LLAMA_ARG_CTX_SIZE: "262144"
LLAMA_ARG_N_GPU_LAYERS: "99"
LLAMA_ARG_FLASH_ATTN: "1"
LLAMA_ARG_THREADS: "7"
LLAMA_ARG_N_PARALLEL: "1"
LLAMA_ARG_BATCH_SIZE: "2048"
LLAMA_ARG_UBATCH_SIZE: "1024"
LLAMA_ARG_PORT: "8080"
LLAMA_ARG_HOST: "0.0.0.0"
LLAMA_ARG_API: "1"
LLAMA_ARG_ENDPOINT_METRICS: "1"
GRUB_CMDLINE_LINUX_DEFAULT="quiet splash iommu=pt amdgpu.gttsize=126976 ttm.pages_limit=32505856"
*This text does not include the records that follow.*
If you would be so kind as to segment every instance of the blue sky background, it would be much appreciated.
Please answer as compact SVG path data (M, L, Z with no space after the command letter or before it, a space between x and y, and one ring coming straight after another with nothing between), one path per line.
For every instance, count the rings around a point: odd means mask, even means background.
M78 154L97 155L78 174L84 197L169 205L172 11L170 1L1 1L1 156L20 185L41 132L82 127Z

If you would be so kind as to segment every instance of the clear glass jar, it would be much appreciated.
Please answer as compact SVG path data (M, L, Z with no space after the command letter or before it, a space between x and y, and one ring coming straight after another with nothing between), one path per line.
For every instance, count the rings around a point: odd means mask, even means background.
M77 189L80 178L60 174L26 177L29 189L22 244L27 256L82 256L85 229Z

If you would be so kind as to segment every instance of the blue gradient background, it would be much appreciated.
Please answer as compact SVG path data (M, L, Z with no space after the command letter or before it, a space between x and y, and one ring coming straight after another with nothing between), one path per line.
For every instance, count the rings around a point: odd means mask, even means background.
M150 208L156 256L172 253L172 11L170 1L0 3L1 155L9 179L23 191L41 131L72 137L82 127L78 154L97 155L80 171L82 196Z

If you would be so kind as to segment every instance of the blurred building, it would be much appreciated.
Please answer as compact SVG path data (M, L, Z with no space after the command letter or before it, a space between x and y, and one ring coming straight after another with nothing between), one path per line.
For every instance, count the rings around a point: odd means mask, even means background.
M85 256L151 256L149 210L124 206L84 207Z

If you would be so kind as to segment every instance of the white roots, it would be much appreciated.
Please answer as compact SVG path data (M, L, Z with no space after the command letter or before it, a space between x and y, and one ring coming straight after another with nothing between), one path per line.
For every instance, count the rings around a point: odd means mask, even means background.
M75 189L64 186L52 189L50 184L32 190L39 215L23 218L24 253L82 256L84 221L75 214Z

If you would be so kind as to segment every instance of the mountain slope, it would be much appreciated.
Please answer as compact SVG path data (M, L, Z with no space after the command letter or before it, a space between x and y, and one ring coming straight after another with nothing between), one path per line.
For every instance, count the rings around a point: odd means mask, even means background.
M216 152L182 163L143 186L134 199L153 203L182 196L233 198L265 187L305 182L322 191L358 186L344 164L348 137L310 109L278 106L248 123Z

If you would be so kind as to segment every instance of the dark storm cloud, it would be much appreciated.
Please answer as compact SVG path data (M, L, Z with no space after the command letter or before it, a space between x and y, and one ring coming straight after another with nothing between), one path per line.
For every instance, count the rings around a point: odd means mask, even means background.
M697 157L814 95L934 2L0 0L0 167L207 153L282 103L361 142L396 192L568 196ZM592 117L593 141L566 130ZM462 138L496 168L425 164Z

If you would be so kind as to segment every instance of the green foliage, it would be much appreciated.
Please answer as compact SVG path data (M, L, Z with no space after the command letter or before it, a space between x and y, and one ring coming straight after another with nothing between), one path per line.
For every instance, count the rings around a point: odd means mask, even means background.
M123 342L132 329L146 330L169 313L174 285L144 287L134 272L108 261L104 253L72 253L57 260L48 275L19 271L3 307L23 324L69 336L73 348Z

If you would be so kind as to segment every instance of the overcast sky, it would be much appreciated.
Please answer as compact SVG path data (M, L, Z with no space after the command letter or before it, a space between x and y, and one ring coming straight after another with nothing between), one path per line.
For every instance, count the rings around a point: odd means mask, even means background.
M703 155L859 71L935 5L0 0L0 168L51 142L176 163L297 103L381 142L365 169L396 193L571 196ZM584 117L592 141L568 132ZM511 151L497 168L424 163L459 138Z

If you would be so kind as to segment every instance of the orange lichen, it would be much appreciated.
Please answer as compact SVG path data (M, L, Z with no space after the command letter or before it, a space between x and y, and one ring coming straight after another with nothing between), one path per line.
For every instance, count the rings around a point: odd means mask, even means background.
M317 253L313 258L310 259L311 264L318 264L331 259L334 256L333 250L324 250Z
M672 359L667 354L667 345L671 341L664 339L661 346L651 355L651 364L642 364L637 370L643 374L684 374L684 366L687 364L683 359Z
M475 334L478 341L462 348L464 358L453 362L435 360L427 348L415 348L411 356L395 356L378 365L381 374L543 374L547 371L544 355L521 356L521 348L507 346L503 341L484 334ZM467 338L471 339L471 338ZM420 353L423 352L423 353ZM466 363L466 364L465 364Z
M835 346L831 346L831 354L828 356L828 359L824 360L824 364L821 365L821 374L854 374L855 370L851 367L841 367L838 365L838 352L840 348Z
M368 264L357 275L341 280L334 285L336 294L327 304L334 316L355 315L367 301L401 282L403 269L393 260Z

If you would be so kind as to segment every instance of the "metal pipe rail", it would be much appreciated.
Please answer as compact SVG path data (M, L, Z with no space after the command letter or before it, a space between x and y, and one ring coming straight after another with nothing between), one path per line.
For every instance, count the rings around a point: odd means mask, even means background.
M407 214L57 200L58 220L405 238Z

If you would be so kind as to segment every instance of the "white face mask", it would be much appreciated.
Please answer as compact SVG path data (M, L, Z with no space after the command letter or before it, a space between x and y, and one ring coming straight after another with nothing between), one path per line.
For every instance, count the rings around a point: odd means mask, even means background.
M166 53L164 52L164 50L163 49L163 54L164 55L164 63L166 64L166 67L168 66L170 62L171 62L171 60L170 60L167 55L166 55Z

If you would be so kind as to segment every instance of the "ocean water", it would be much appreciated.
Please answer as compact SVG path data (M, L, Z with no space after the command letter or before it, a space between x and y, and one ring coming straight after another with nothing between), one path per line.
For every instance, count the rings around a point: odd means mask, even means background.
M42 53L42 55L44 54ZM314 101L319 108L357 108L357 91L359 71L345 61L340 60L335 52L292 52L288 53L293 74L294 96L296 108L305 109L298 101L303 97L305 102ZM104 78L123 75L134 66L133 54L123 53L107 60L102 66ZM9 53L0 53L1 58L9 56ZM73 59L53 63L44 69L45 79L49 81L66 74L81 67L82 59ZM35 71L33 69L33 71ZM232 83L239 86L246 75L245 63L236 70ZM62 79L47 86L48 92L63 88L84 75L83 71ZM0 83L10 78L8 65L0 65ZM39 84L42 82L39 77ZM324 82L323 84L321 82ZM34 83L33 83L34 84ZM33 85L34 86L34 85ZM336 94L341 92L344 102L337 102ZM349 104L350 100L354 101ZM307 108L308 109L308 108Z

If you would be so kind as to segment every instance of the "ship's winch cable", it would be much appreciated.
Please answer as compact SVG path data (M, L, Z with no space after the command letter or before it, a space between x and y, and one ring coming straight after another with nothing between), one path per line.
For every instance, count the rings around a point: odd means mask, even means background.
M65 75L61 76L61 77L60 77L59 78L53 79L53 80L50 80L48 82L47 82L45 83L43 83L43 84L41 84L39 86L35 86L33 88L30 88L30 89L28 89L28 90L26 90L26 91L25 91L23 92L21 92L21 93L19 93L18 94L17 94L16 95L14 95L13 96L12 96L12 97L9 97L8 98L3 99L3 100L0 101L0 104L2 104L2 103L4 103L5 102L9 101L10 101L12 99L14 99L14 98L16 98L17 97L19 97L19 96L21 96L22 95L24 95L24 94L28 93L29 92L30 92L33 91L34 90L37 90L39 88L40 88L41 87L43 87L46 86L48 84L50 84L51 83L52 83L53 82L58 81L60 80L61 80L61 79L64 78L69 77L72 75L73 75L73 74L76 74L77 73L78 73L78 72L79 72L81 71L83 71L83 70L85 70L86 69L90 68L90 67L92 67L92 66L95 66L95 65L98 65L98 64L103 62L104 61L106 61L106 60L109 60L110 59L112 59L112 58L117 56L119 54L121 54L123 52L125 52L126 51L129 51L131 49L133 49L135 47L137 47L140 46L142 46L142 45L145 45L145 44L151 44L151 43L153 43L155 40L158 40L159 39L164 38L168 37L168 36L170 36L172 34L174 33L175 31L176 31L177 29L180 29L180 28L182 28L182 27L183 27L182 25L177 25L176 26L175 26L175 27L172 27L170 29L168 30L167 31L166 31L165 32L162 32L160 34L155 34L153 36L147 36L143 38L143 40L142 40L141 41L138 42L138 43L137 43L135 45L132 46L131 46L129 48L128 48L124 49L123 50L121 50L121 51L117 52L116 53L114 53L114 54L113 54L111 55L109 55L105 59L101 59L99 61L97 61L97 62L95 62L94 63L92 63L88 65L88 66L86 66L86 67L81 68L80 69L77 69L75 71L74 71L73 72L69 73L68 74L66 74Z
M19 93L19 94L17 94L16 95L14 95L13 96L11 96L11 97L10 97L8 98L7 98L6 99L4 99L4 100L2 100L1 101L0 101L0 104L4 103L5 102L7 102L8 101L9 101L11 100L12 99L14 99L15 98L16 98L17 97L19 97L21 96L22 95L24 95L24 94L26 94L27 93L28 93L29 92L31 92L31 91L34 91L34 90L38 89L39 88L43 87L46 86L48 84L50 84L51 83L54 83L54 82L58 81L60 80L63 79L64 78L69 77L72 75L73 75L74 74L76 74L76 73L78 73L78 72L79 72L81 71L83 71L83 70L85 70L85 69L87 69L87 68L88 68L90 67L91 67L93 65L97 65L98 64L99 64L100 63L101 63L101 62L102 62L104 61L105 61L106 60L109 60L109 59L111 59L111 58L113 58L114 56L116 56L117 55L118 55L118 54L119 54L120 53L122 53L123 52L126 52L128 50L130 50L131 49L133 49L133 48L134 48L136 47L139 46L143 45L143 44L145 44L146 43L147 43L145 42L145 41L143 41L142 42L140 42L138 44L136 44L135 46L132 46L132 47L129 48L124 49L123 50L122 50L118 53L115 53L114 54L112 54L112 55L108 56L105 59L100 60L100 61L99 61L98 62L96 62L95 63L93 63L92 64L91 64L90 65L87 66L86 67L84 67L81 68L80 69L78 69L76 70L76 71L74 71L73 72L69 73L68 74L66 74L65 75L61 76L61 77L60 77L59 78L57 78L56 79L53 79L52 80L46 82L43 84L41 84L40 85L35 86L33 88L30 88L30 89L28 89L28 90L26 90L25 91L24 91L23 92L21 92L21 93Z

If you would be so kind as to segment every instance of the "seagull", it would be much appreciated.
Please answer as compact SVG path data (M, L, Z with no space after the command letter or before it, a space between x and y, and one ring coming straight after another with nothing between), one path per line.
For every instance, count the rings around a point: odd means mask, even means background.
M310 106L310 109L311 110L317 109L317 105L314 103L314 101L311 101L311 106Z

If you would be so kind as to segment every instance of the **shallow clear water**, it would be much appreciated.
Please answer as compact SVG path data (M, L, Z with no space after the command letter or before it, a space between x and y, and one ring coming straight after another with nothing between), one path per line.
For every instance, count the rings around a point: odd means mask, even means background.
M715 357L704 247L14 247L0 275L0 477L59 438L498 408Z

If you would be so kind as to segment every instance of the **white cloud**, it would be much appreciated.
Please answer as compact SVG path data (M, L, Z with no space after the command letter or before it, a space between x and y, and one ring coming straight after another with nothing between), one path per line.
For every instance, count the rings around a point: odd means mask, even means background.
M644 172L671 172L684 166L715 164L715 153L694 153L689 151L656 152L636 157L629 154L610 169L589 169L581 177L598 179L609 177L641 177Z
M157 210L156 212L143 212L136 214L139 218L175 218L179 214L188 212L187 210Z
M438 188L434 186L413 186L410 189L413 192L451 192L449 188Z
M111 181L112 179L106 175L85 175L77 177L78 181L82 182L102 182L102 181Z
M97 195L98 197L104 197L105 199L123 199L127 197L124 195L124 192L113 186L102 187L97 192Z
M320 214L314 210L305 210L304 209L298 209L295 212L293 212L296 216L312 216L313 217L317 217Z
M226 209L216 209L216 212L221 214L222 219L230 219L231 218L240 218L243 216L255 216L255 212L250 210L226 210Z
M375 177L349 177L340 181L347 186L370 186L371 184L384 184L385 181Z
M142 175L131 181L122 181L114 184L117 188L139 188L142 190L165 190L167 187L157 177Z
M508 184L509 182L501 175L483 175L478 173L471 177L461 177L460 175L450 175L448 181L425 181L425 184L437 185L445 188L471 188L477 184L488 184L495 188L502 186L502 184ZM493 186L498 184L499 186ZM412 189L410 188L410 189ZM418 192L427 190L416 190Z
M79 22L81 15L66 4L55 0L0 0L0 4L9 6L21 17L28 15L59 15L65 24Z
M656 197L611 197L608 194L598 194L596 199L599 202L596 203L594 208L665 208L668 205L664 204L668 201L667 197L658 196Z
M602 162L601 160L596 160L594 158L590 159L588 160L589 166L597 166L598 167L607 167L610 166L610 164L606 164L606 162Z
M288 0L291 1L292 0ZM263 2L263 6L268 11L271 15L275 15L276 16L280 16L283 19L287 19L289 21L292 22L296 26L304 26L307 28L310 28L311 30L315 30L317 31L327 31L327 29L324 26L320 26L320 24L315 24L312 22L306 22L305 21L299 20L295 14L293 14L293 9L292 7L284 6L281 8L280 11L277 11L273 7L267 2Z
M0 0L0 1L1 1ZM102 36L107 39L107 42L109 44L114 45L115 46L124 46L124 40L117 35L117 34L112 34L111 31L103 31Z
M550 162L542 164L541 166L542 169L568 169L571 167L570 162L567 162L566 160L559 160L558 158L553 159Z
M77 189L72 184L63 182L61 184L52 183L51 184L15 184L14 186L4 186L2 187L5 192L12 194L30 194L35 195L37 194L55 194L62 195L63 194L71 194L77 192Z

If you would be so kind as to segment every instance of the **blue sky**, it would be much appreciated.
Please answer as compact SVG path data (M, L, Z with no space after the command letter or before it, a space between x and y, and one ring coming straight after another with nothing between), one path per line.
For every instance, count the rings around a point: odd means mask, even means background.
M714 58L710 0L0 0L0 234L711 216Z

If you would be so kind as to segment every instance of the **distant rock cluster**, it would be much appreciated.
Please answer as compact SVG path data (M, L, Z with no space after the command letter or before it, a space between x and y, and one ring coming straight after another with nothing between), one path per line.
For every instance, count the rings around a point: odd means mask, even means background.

thats my docker-compose.yml and grub settings for my strix halo and your build of this model is superior to all the others I tried including unsloth Q6_K and I end up with superior agentic performance and results with this build both rocm and vulkan.